David Selby Reaches for the Heavens

The famed television star plays Abraham Lincoln — for the third time — in the new play The Heavens Are Hung in Black.

David Selby
(© Scott Suchman)
David Selby
(© Scott Suchman)

David Selby says it doesn’t bother him at all to be performing as Abraham Lincoln in James Still’s new play The Heavens Are Hung In Black at the newly renovated Ford’s Theatre in Washington D.C. — the very same place where Lincoln was shot by John Wilkes Booth on April 14, 1865. “Oh no, I don’t even think about it,” he says. “I don’t have time. Mr. Lincoln is so emotionally challenged in this play that’s it is all-consuming for an actor. And more importantly, this is a play the country should see.”

The play, which was commissioned for the theater’s reopening, is set in 1862 at a critical juncture in both the President’s life and the life of the country: Lincoln is grieving over the death of his 12-year-old son Willie; the war to save the Union is going badly in its early stages; and the question of freeing the nation’s four million slaves weighs heavily upon him. “I believe Lincoln had always been against slavery going back 30 years,” says Selby. “Before he was elected president, he declared that if he ever had the chance, he would end slavery forcibly. Here, he’s being pushed and pulled from all sides, and he’s actually faced with signing the Emancipation Proclamation.”

The 68-year-old actor has always had a keen personal interest in Lincoln, and even kept a copy of the Gettysburg Address in a scrapbook as a child. In 2007, he wrote the novel, Lincoln’s Better Angels, in which a man who is a caretaker at the Lincoln Memorial carries on extended imaginary conversations with Lincoln.

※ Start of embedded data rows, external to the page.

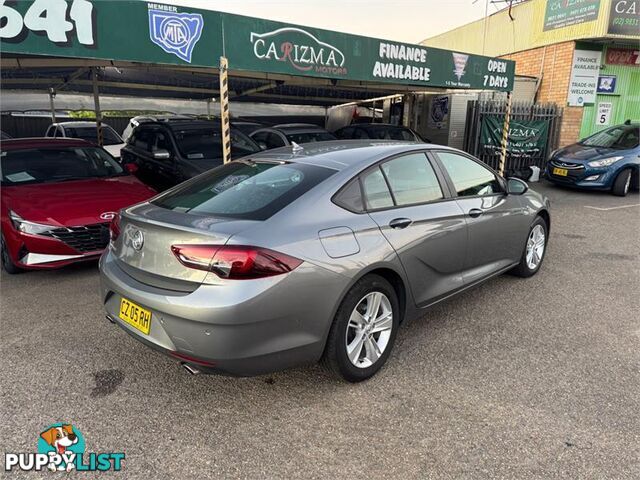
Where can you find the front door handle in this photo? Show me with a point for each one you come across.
(400, 223)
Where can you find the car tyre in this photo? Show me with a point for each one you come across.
(622, 183)
(7, 263)
(357, 334)
(534, 250)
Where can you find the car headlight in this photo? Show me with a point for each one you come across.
(605, 162)
(29, 227)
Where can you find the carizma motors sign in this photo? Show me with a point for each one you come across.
(299, 49)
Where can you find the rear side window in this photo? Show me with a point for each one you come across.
(245, 190)
(350, 197)
(412, 179)
(376, 192)
(469, 177)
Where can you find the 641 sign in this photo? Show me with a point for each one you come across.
(56, 18)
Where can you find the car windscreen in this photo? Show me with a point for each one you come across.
(621, 138)
(55, 164)
(390, 133)
(90, 134)
(245, 190)
(309, 137)
(197, 144)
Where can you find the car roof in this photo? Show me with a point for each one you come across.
(297, 127)
(80, 124)
(18, 143)
(343, 154)
(377, 125)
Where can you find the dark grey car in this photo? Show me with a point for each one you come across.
(296, 255)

And, not surprisingly, he has played Lincoln twice before. “But this play goes deeper than any Lincoln piece I’ve ever done,” he says. “In the early days, I got cast by default, because I was tall. And those plays were about a younger Lincoln.”

It hardly escapes Selby that the Emancipation Proclamation has indirectly resulted in the election of our current president, Barack Obama. “He has come to the White House at the end of a long line of stepping stones of so many African-Americans leaders over the years; people like W.E.B. Dubois and Booker T. Washington and Medgar Evers and Martin Luther King and on and on,” says Selby, admiringly.

If Lincoln is close to his heart, Selby’s fans know him from a variety of stage and screen roles, including Barbra Streisand’s husband in the 1972 film Up the Sandbox; stage versions of The Heiress, Eccentricities of a Nightingale, Long Day’s Journey Into Night, and Mame; the short-lived HBO series Tell Me That You Love Me; and, of course, the role of conniving Richard Channing on CBS’ nighttime soap opera Falcon Crest. But it’s his first small-screen role that has remained his most iconic, as romantic heartthrob Quentin Collins on the 1960s soap opera Dark Shadows.

“What a wonderful show on which to have a first job,” he says. “The characters traveled through different periods. It was like being in a repertory company.” Still, does Selby know why fan clubs of the show still meet nearly 40 years after the show went off the air. “It was so successful at creating its own world,” he says. “It was an escape. 1968 was a tumultuous year; Martin Luther King and Bobby Kennedy were assassinated, and the Vietnam war was raging and so were all the protests. This country was in upheaval then. It was a rarefied time.”